Tapper Elliot B, Chen Xi, Parikh Neehar D
Division of Gastroenterology and Hepatology, University of Michigan, Ann Arbor, Michigan.
Division of Gastroenterology and Hepatology, University of Michigan, Ann Arbor, Michigan.
Clin Gastroenterol Hepatol. 2025 Mar 15. doi: 10.1016/j.cgh.2025.02.004.
BACKGROUND & AIMS: Many men with cirrhosis have low testosterone levels. This is associated with sarcopenia, anemia, and poor quality of life. Data are lacking, however, regarding the clinical impact of testosterone replacement.
We conducted an emulated clinical trial evaluating the impact of testosterone replacement among men who were diagnosed with hypogonadism at the same time as their diagnosis of cirrhosis (new user design). We used nationally representative Medicare data (2008-2020) to examine the risk of death, decompensation events, and fractures in patients who did or did not receive testosterone. We balanced treated and untreated with inverse probability of treatment weighting and evaluated outcomes using an intention-to-treat design.
A total of 282 patients (7.4%) with testicular hypofunction and cirrhosis received testosterone replacement after diagnosis.
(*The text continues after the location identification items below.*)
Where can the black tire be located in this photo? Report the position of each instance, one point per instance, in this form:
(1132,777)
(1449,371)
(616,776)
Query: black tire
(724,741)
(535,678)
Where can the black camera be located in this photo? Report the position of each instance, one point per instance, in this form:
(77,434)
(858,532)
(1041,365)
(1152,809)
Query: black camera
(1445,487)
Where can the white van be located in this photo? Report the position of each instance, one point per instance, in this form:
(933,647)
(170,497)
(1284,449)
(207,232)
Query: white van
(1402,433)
Patients started on testosterone spent 28.6% of patient-days on therapy, and patients not started would spend 0.5% of patient-days on therapy (P < .0001). Testosterone use was associated with lower mortality (subdistribution hazard ratio [sHR], 0.92; 95% confidence interval [CI], 0.85-0.99). Testosterone also led to a lower risk of new decompensation events (sHR, 0.92; 95% CI, 0.86-0.99) and especially for ascites requiring paracentesis (sHR, 0.82; 95% CI, 0.76-0.89) and variceal hemorrhage (sHR, 0.67; 95% CI, 0.54-0.85) with less effect on hepatic encephalopathy requiring hospitalization (sHR, 0.92; 95% CI, 0.84-1.01) and fractures (sHR, 0.99; 95% CI, 0.91-1.08) and without increased risk of hepatocellular carcinoma (sHR, 1.09; 95% CI, 0.91-1.3). There was substantial heterogeneity of treatment effect across baseline subgroups.
In our target trial emulation of a nationally representative cohort of older patients with cirrhosis and hypogonadism, testosterone use improved clinical outcomes.
许多肝硬化男性患者睾酮水平较低。这与肌肉减少症、贫血及生活质量差有关。然而,关于睾酮替代治疗的临床影响的数据尚缺乏。
我们进行了一项模拟临床试验,评估睾酮替代治疗对与肝硬化同时诊断为性腺功能减退的男性患者的影响(新使用者设计)。我们使用具有全国代表性的医疗保险数据(2008 - 2020年)来检查接受或未接受睾酮治疗的患者的死亡风险、失代偿事件和骨折情况。我们采用治疗权重的逆概率对治疗组和未治疗组进行平衡,并使用意向性分析设计评估结果。
共有282例(7.4%)睾丸功能减退合并肝硬化患者在诊断后接受了睾酮替代治疗。开始接受睾酮治疗的患者在治疗上花费的患者天数占28.6%,未开始治疗的患者在治疗上花费的患者天数占0.5%(P <.0001)。使用睾酮与较低的死亡率相关(亚分布风险比[sHR],0.92;95%置信区间[CI],0.85 - 0.99)。睾酮还导致新的失代偿事件风险降低(sHR,0.92;95% CI,0.86 - 0.99),尤其是对于需要腹腔穿刺放腹水的腹水(sHR,0.82;95% CI,0.76 - 0.89)和静脉曲张出血(sHR,0.67;95% CI,0.54 - 0.85),而对需要住院治疗的肝性脑病(sHR,0.92;95% CI,0.84 - 1.01)和骨折(sHR,0.99;95% CI,0.91 - 1.08)影响较小,且不会增加肝细胞癌的风险(sHR,1.09;95% CI,0.91 - 1.3)。各基线亚组的治疗效果存在显著异质性。
在我们对具有全国代表性的老年肝硬化和性腺功能减退患者队列的目标试验模拟中,使用睾酮可改善临床结局。